Caroline Alice Margaret Douglas, Dowager Marchioness of Queensberry (née Clayton; 13 July 1821 - 14 February 1904) was an Anglo-Irish peer and Irish nationalist benefactor.

==Early life and family==
Caroline Douglas was born in 1821 at Ballylickey House near Bantry Bay in County Cork, Ireland. Her father was English, Sir William Clayton, a retired British army general and one of the members of parliament for Marlow, Buckinghamshire. Her mother, Alice Clayton (born O'Donnell), was from County Mayo, and was a Roman Catholic, but despite this the couple's four children were raised as Anglicans. Douglas lived in Bantry, County Cork, until the age of two, when the family moved to England to the family seat of Harleyford House, Buckinghamshire. This house was regularly visited by royalty and politicians, including Napoleon III. When her father refused to give his consent for her to marry Archibald Douglas, Lord Drumlanrig, the couple eloped and were married at Gretna Green on 28 May 1840. The couple went on to have five sons and two daughters: Gertrude, John, Francis, Archibald, and twins James and Florence. One son died in infancy. Their marriage suffered, due to her husband's gambling and adultery.

==Roman Catholicism==
The Marquess died in 1858 in a hunting accident, leaving his widow to live what has been described as a "restless life." She travelled between fashionable resorts in Britain and Europe and the Douglas estate, Glen Stuart, in Dumfries, Scotland. In 1861, she converted to Roman Catholicism, shocking her family. She became aware that her mother-in-law planned to take her children away from her, prompting her to flee to France with her youngest children, Archibald, then twelve, and Florence and James, aged seven, where she could educate them as she wished. This led the children's guardians to threaten her with an action under English law to take her children away from her. The three were too young to choose a guardian under Scottish law. In the event, they remained in France for two years. Falconer Atlee, the British Consul at Nantes, offered them a place of safety when their first location was discovered, and the Emperor Napoleon III eventually extended Lady Queensberry his protection, ensuring that she could keep the custody of the three children. Eventually, it was agreed that Caroline would retain custody of her younger children, and they returned to England in 1864, when her mother-in-law's health started to decline.

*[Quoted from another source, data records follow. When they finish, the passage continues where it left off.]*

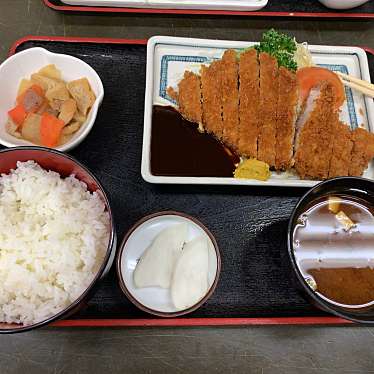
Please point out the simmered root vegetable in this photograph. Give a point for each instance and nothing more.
(48, 110)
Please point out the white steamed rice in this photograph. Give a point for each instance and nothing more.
(53, 238)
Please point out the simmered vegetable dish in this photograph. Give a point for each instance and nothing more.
(48, 110)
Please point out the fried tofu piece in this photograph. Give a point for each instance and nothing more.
(286, 118)
(189, 97)
(315, 139)
(68, 108)
(81, 92)
(342, 145)
(362, 152)
(58, 92)
(249, 100)
(230, 99)
(31, 128)
(50, 71)
(211, 84)
(46, 83)
(267, 109)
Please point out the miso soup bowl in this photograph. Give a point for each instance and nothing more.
(349, 186)
(64, 165)
(22, 65)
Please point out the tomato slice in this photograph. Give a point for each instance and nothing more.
(312, 76)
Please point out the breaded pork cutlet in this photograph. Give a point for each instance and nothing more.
(315, 139)
(211, 86)
(189, 97)
(362, 152)
(341, 150)
(230, 99)
(249, 100)
(267, 109)
(286, 118)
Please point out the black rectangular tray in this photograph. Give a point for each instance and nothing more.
(249, 223)
(274, 8)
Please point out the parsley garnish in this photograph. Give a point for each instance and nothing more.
(280, 46)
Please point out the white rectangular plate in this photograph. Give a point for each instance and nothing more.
(237, 5)
(169, 57)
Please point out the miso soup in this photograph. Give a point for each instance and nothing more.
(333, 244)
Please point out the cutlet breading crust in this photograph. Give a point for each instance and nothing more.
(362, 152)
(314, 148)
(267, 109)
(230, 99)
(251, 106)
(286, 118)
(189, 97)
(249, 100)
(341, 150)
(211, 84)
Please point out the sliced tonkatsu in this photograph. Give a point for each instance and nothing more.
(341, 150)
(286, 118)
(314, 141)
(211, 87)
(230, 99)
(267, 109)
(258, 110)
(362, 151)
(249, 101)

Archibald eventually became a Roman Catholic priest. Gertrude also converted, and as her Anglican fiancé would not agree to their children being brought up in her faith, the engagement was broken off. She entered the Good Shepherd convent in Hammersmith and completed her novitiate to take her black veil of profession in 1867, but later left the order.

==Political activism==
Douglas always considered herself to be Irish and favoured the cause of Irish Home Rule. In 1867 she caused a scandal in London society by raising money towards the defence of the Manchester Martyrs, writing to all three men while they were in prison and sending a cheque for £100 to help to support their dependents. She continued to support Irish nationalism, regardless of the cold reception she received in English society because of it, and wrote pamphlets on the subject, including Let there be light (1867). She also regularly wrote letters to newspapers about the Irish question and was a regular donor to Irish radicals. There were rumours that she funded a Fenian newspaper clandestinely.

Douglas supported a number of Scottish Roman Catholic charities and helped her son Archibald in his parish duties. It is believed she corresponded with James Connolly from 1896 to 1903 and was a subscriber to the Irish Socialist Republican Party's literature. It was incorrectly assumed that she became a nun later in life, due to a letter she wrote to John Devoy from a Franciscan convent in Bayswater. In fact, she lived in Boulogne on a small annuity bequeathed to her by her father, but was at Glen Stuart, Annan, Dumfries and Galloway when she died on 14 February 1904. She was listed among "The Devoted Friends of the Manchester Martyrs" on the National Monument erected in 1906 in Grand Parade, Cork.